Simulation of canola seedling emergence dynamics under different soil compaction levels using the discrete element method (DEM)

Abstract

Understanding the dynamics during the seedling emergence process has important implications in creating favourable soil conditions for improved plant emergence. In this study, a model was developed using the discrete element method (DEM). The model simulated the emergence process of a canola seedling under six different soil compaction levels (L1 to L6). In the model, soil was represented by 2-mm spherical particles with bonds between particles. The bond parameters were calibrated using experimental data. The calibrated model was used to simulate the dynamics of the emergence process under different soil compaction levels.

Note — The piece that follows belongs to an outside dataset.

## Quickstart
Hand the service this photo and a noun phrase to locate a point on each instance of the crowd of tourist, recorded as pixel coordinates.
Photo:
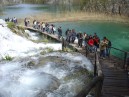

Depending on the soil compaction level, simulation results show that the calibrated bond normal stiffness is in the range of 3.10e+ 10–5e+ 11 N·m−3. The emerged canola seedling exerted great contact forces to the surrounding soil particles, which produced a dynamic influencing zone in the soil. The influencing zone was greater at higher soil compaction levels. The predicted canola emergence force (the total contact force between seedling and soil particles in the vertical direction) increased with the soil compaction level. The average emergence forces were 4.04, 5.81, 7.59, 8.18, 8.43, and 9.36 N for L1 to L6, respectively. The soil compaction levels (except for L1) were excessive for canola production, as they resulted in unacceptably low emergence rates. The study advances our understanding of the dynamics in the plant emergence process in a micro-scale soil environment.